No momento em que o Brasil está sob ameaça de volta ao Mapa da Fome da ONU (da qual havia saído em 2014) e que o caso de uma criança que desmaiou de fome numa escola em Brasília ganha repercussão nacional, é momento de lembrar Josué de Castro. Na hora em que acaba de ser divulgado relatório da ONU mostrando que o flagelo voltou a aumentar no mundo após 10 anos, é hora de tornar a Josué de Castro.
Foi a partir de dois livros que o seu nome ganhou repercussão nacional e internacional. O primeiro, Geografia da Fome, de 1946, sobre o Brasil; o segundo, Geopolítica da Fome, de 1951, sobre a mesma questão, só que agora em escala mundial. “Este livro foi uma revelação para os europeus”, disse Jean Ziegler. O raciocínio que consolidara no Brasil, a partir da obra de 1946, ele expandia para o mundo: a causa da fome não se devia a caprichos da natureza, mas a — vamos chamar assim — caprichos da política.
“O autor brasileiro mais lido e comentado no mundo inteiro”, dizia matéria da Folha de S. Paulo (então chamada Folha da Manhã) na edição de 15 de setembro de 1951. “No pós-guerra, todas aquelas instituições criadas ao abrigo da ONU para melhorar o mundo tinham como guru máximo Josué de Castro”, atesta Ignacy Sachs, um dos principais pensadores da atualidade sobre o desenvolvimento sustentável.
Josué foi indicado quatro vezes para o Prêmio Nobel: em 1953, 1963, 1964 e 1965 (em todas, para o da Paz, segundo os arquivos da premiação. Alguns autores mencionam uma indicação para o de Medicina, mas esta não consta nos arquivos). Ganhou o Prêmio Franklin Roosevelt, da Academia de Ciência Política dos Estados Unidos e recebeu a Grande Medalha de Paris, quando teve seu trabalho comparado (pelo pioneirismo) ao de Pasteur e Einstein, dois outros cientistas que também haviam recebido a premiação.

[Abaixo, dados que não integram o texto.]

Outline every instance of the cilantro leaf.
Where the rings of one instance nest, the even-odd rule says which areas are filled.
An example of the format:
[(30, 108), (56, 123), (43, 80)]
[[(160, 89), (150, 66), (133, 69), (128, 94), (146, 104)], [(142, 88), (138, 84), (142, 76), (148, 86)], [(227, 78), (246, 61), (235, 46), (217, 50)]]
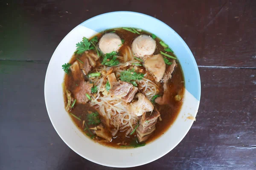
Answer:
[(64, 70), (64, 71), (65, 71), (65, 73), (66, 73), (66, 74), (68, 74), (70, 65), (70, 64), (68, 62), (67, 63), (65, 63), (61, 65), (62, 69)]
[(168, 60), (168, 59), (167, 59), (167, 58), (163, 58), (163, 60), (164, 61), (164, 62), (166, 63), (166, 64), (170, 65), (172, 64), (172, 62), (170, 62), (169, 61), (169, 60)]
[(110, 89), (110, 85), (109, 84), (109, 82), (108, 82), (108, 81), (107, 82), (107, 83), (106, 83), (106, 90), (107, 90), (107, 91), (109, 91), (109, 90)]
[(157, 98), (157, 97), (160, 96), (160, 96), (159, 94), (156, 94), (155, 95), (154, 95), (154, 96), (153, 96), (153, 97), (152, 98), (152, 99), (151, 99), (151, 102), (152, 103), (155, 103), (155, 100), (156, 99), (156, 98)]
[(100, 123), (99, 114), (97, 112), (87, 114), (87, 119), (89, 125), (98, 125)]
[(136, 73), (134, 68), (133, 68), (121, 72), (120, 79), (124, 82), (130, 82), (136, 87), (137, 85), (137, 83), (135, 81), (132, 80), (142, 79), (144, 77), (144, 74), (142, 73)]
[(117, 58), (115, 55), (117, 54), (116, 51), (112, 51), (110, 53), (107, 53), (103, 57), (103, 60), (102, 64), (113, 66), (119, 64), (119, 61), (116, 60)]
[(152, 38), (153, 38), (154, 40), (155, 39), (157, 38), (157, 36), (156, 36), (156, 35), (155, 34), (152, 34)]
[(96, 85), (94, 85), (91, 88), (91, 93), (94, 94), (98, 92), (98, 88)]
[(173, 52), (173, 51), (172, 50), (172, 49), (171, 49), (171, 48), (170, 48), (169, 47), (168, 48), (165, 48), (164, 51), (167, 51), (167, 52), (172, 52), (172, 53)]
[(91, 43), (96, 43), (98, 42), (98, 37), (97, 36), (94, 37), (90, 40), (90, 42)]
[(81, 54), (84, 53), (84, 51), (89, 50), (90, 49), (90, 46), (91, 45), (90, 42), (89, 42), (88, 39), (84, 37), (83, 38), (83, 40), (80, 42), (78, 42), (76, 45), (76, 50), (77, 52), (76, 53), (78, 54)]

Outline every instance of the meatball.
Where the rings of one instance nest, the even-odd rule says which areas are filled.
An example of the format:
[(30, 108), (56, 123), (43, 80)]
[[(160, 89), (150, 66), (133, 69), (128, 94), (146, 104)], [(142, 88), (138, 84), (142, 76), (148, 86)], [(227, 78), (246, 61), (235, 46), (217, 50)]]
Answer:
[(106, 34), (100, 39), (99, 47), (104, 54), (118, 51), (121, 46), (122, 41), (119, 36), (114, 33)]
[(148, 35), (141, 35), (136, 38), (131, 44), (135, 56), (143, 58), (150, 56), (156, 49), (156, 41)]

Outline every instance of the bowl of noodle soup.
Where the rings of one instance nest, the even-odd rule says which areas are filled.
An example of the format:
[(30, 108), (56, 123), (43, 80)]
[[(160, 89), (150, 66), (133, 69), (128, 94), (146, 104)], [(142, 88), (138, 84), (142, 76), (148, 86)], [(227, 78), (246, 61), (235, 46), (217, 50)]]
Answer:
[(63, 39), (44, 95), (53, 127), (73, 150), (103, 165), (132, 167), (163, 156), (183, 138), (195, 120), (200, 79), (191, 51), (168, 26), (113, 12)]

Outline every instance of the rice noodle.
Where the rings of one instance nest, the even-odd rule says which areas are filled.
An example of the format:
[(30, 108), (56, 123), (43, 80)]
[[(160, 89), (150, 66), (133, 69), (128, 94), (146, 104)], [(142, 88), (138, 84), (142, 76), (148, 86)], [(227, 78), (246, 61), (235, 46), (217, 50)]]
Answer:
[[(127, 46), (122, 51), (123, 54), (116, 56), (116, 57), (119, 61), (124, 62), (120, 62), (112, 67), (105, 65), (98, 67), (95, 71), (101, 72), (101, 75), (89, 79), (98, 88), (97, 93), (91, 95), (90, 105), (99, 108), (99, 114), (105, 118), (108, 126), (113, 126), (114, 130), (111, 132), (113, 136), (116, 135), (119, 131), (125, 131), (126, 135), (128, 135), (134, 130), (135, 125), (140, 119), (137, 116), (133, 116), (128, 110), (130, 103), (126, 103), (115, 96), (110, 95), (109, 92), (105, 90), (105, 85), (107, 81), (105, 73), (108, 71), (113, 69), (113, 72), (118, 78), (122, 71), (135, 67), (133, 64), (140, 63), (139, 61), (134, 60), (133, 52), (129, 47)], [(147, 74), (146, 73), (142, 79), (137, 82), (138, 88), (151, 100), (157, 94), (158, 86), (152, 81), (145, 77)]]

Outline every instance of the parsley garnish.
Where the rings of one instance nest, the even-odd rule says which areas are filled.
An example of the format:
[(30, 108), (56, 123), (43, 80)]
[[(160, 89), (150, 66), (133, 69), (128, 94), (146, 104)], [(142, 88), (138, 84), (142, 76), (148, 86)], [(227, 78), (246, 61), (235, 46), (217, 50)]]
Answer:
[(170, 65), (172, 63), (172, 62), (170, 62), (169, 61), (169, 60), (168, 60), (168, 59), (165, 58), (164, 57), (163, 58), (163, 60), (164, 61), (164, 62), (165, 62), (166, 64), (168, 64), (168, 65)]
[(98, 92), (98, 88), (97, 88), (97, 86), (96, 86), (96, 85), (93, 86), (93, 87), (92, 87), (91, 88), (91, 94), (96, 93), (97, 92)]
[[(76, 45), (76, 54), (81, 54), (84, 51), (92, 49), (95, 49), (98, 52), (97, 48), (94, 43), (98, 42), (98, 37), (96, 36), (94, 37), (90, 40), (89, 40), (87, 38), (84, 37), (83, 38), (83, 40), (80, 42), (78, 42)], [(93, 46), (91, 46), (91, 45)]]
[(142, 79), (144, 77), (144, 74), (136, 73), (134, 68), (129, 69), (127, 71), (122, 71), (120, 73), (120, 79), (124, 82), (130, 82), (134, 86), (138, 85), (135, 81), (132, 80), (137, 80)]
[(115, 56), (117, 54), (116, 51), (112, 51), (110, 53), (107, 53), (103, 57), (103, 60), (102, 64), (113, 66), (119, 64), (119, 61), (116, 60), (117, 57)]
[(152, 34), (152, 38), (153, 38), (154, 40), (156, 38), (157, 38), (157, 36), (156, 36), (156, 35), (155, 34)]
[(99, 113), (97, 112), (93, 112), (87, 115), (87, 119), (89, 125), (98, 125), (100, 123), (100, 119)]
[(61, 65), (62, 66), (62, 69), (64, 70), (64, 71), (65, 71), (65, 73), (66, 73), (66, 74), (68, 74), (70, 65), (70, 64), (68, 62), (67, 63), (65, 63)]
[(98, 42), (98, 37), (97, 36), (94, 37), (90, 40), (90, 42), (95, 43)]
[(156, 99), (156, 98), (159, 97), (160, 96), (159, 94), (156, 94), (155, 95), (153, 96), (153, 97), (152, 98), (152, 99), (151, 99), (151, 102), (152, 102), (153, 103), (155, 103), (155, 102), (154, 101)]
[(109, 91), (109, 90), (110, 89), (110, 85), (109, 84), (109, 82), (108, 82), (108, 81), (107, 82), (107, 83), (106, 83), (106, 90), (107, 90), (107, 91)]
[(89, 42), (88, 39), (84, 37), (83, 38), (82, 41), (78, 42), (76, 45), (77, 47), (76, 50), (77, 50), (76, 53), (80, 54), (86, 51), (90, 50), (90, 42)]
[(167, 48), (165, 48), (164, 51), (167, 51), (167, 52), (172, 52), (172, 53), (173, 52), (173, 51), (172, 50), (172, 49), (169, 47)]

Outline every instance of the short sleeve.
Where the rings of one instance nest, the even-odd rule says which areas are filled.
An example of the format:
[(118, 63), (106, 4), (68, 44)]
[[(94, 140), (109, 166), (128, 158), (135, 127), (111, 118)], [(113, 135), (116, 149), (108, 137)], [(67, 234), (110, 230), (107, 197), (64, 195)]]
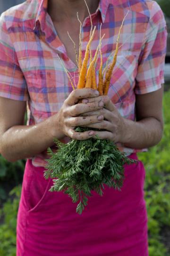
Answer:
[(5, 12), (0, 17), (0, 96), (26, 101), (26, 82), (7, 28)]
[(164, 83), (167, 31), (160, 6), (153, 1), (151, 16), (139, 58), (134, 91), (136, 94), (154, 91)]

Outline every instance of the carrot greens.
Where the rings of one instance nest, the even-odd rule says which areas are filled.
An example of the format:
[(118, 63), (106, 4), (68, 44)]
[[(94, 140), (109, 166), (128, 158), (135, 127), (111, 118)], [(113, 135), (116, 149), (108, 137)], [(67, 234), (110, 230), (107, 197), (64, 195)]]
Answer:
[[(86, 4), (85, 0), (84, 1)], [(109, 62), (107, 62), (106, 67), (103, 72), (101, 45), (104, 35), (101, 36), (101, 26), (99, 45), (93, 58), (91, 45), (94, 37), (96, 27), (93, 28), (90, 17), (92, 27), (89, 40), (82, 61), (82, 24), (77, 14), (80, 24), (78, 57), (75, 44), (68, 33), (74, 45), (79, 70), (79, 81), (76, 86), (75, 81), (73, 85), (73, 77), (60, 60), (73, 90), (92, 88), (97, 89), (101, 95), (107, 94), (112, 73), (116, 63), (120, 31), (127, 15), (128, 13), (123, 20), (118, 33), (113, 62), (110, 65)], [(97, 85), (96, 63), (99, 56), (100, 56), (101, 62)], [(103, 76), (105, 73), (105, 75)], [(88, 130), (89, 129), (87, 128), (76, 127), (76, 131), (78, 132)], [(102, 196), (103, 193), (102, 189), (104, 189), (104, 184), (120, 191), (124, 179), (124, 165), (136, 162), (126, 157), (125, 153), (120, 152), (114, 142), (109, 140), (100, 139), (97, 136), (87, 140), (72, 140), (67, 144), (62, 143), (57, 139), (55, 139), (54, 142), (58, 147), (58, 151), (54, 153), (50, 148), (48, 149), (50, 158), (47, 159), (47, 165), (46, 170), (44, 171), (44, 178), (53, 179), (53, 185), (50, 191), (63, 191), (72, 198), (73, 202), (78, 202), (76, 212), (79, 214), (82, 213), (85, 206), (87, 205), (88, 197), (92, 196), (92, 191), (96, 191)]]

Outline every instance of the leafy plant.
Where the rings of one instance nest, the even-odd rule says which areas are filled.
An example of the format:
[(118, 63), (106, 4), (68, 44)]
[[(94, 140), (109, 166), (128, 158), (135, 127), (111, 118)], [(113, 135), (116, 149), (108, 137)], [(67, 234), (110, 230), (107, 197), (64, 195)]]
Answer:
[[(87, 128), (77, 128), (77, 132)], [(124, 164), (136, 161), (125, 156), (116, 145), (98, 137), (87, 140), (72, 140), (67, 144), (55, 140), (57, 153), (48, 150), (44, 177), (53, 180), (50, 191), (64, 191), (75, 203), (79, 200), (76, 212), (81, 214), (87, 204), (91, 191), (95, 190), (102, 196), (103, 184), (120, 190), (123, 184)], [(56, 179), (57, 178), (57, 179)]]

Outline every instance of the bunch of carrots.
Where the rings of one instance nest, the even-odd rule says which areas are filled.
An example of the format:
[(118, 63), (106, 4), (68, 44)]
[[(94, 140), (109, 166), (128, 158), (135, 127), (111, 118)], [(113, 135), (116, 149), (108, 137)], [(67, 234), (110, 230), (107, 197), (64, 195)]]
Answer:
[[(79, 75), (77, 86), (74, 81), (73, 84), (70, 74), (64, 67), (61, 60), (60, 60), (73, 90), (84, 88), (93, 88), (98, 90), (101, 95), (107, 95), (113, 70), (116, 63), (121, 29), (128, 13), (119, 30), (113, 61), (109, 65), (109, 60), (111, 53), (103, 70), (101, 45), (105, 35), (101, 37), (101, 26), (99, 44), (93, 58), (91, 45), (94, 37), (96, 27), (94, 27), (93, 29), (89, 10), (85, 0), (84, 0), (91, 18), (92, 27), (83, 61), (81, 40), (82, 24), (78, 14), (77, 18), (80, 23), (78, 57), (76, 45), (68, 33), (74, 45), (76, 61), (78, 67)], [(99, 55), (101, 62), (97, 86), (95, 69)], [(76, 130), (81, 132), (85, 128), (87, 129), (78, 127)], [(50, 191), (64, 191), (65, 193), (71, 197), (73, 202), (80, 200), (76, 208), (76, 212), (79, 214), (81, 214), (85, 206), (87, 205), (88, 199), (85, 195), (91, 196), (91, 190), (95, 190), (100, 195), (102, 196), (101, 187), (104, 188), (104, 183), (120, 190), (124, 178), (124, 164), (134, 162), (126, 157), (123, 153), (120, 152), (113, 142), (108, 140), (100, 140), (96, 137), (85, 141), (72, 140), (67, 144), (61, 143), (57, 140), (55, 140), (55, 142), (58, 147), (58, 150), (56, 153), (53, 153), (50, 148), (48, 149), (51, 158), (47, 160), (48, 164), (44, 177), (46, 179), (49, 177), (54, 178), (53, 180), (53, 186), (51, 187)]]

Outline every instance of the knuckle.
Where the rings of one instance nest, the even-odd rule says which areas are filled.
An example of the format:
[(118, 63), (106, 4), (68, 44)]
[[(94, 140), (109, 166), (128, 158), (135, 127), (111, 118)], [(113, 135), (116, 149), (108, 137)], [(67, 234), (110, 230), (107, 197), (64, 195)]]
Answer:
[(64, 124), (65, 126), (68, 126), (69, 125), (69, 120), (68, 119), (64, 119)]
[(76, 134), (76, 133), (73, 133), (71, 137), (73, 139), (75, 139), (75, 140), (77, 139)]
[(107, 127), (107, 123), (106, 122), (103, 122), (102, 124), (102, 127), (104, 129), (105, 129)]
[(71, 110), (71, 115), (73, 116), (76, 116), (77, 114), (77, 105), (75, 105), (74, 107), (72, 108)]
[(64, 117), (66, 117), (68, 115), (68, 109), (67, 108), (64, 108), (62, 110), (63, 115)]
[(74, 119), (73, 124), (75, 126), (77, 126), (79, 124), (79, 119), (77, 118), (75, 118)]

Uma das principais características dele era que combinava a reflexão com a ação. Elegeu-se deputado federal por Pernambuco em duas ocasiões (1958 e 1962). Foi presidente da FAO (Organismo das Nações Unidas para a Alimentação e a Agricultura), sendo o primeiro latino-americano a ocupar o cargo, no qual ficou por dois mandatos, de 1952 a 1956. Criou em 1957, junto com personalidades internacionais, a Associação Mundial de Luta contra a Fome (Ascofam), a primeira entidade internacional de combate ao problema, e presidiu a primeira Campanha de Defesa Contra a Fome, promovida pela ONU, em 1960.
O que Josué dizia já nos anos 1950/1960 permanece atual: o problema não é de falta de alimentos. Eles existem. O problema é o acesso das populações a esses alimentos. Voltemos ao sociólogo suíço, em entrevista a Leonardo Cazes, publicada na matéria cujo título tomei a liberdade de repetir neste meu artigo (“ ‘Uma criança que morre de fome hoje é assassinada’, diz Jean Ziegler”, O Globo, 13/07/13): “O relatório da FAO mostra que o número de vítimas cresce, mas que a agricultura mundial poderia alimentar normalmente, com uma dieta de 2,2 mil calorias por dia, 12 bilhões de pessoas. Então, uma criança que morre de fome hoje é assassinada. Fome não é mais morte natural. É massacre criminoso, organizado”.
Josué de Castro foi cassado pela ditadura na segunda semana do golpe civil-militar, em 9 de abril de 1964. Morreu em Paris, no exílio, de infarto, aos 65 anos, em 24 de setembro de 1973. Aquela frase que ele precisou arrancar da garganta, na solenidade em Helsinque, continua mais viva do que nunca: o primeiro direito do homem é o de não passar fome.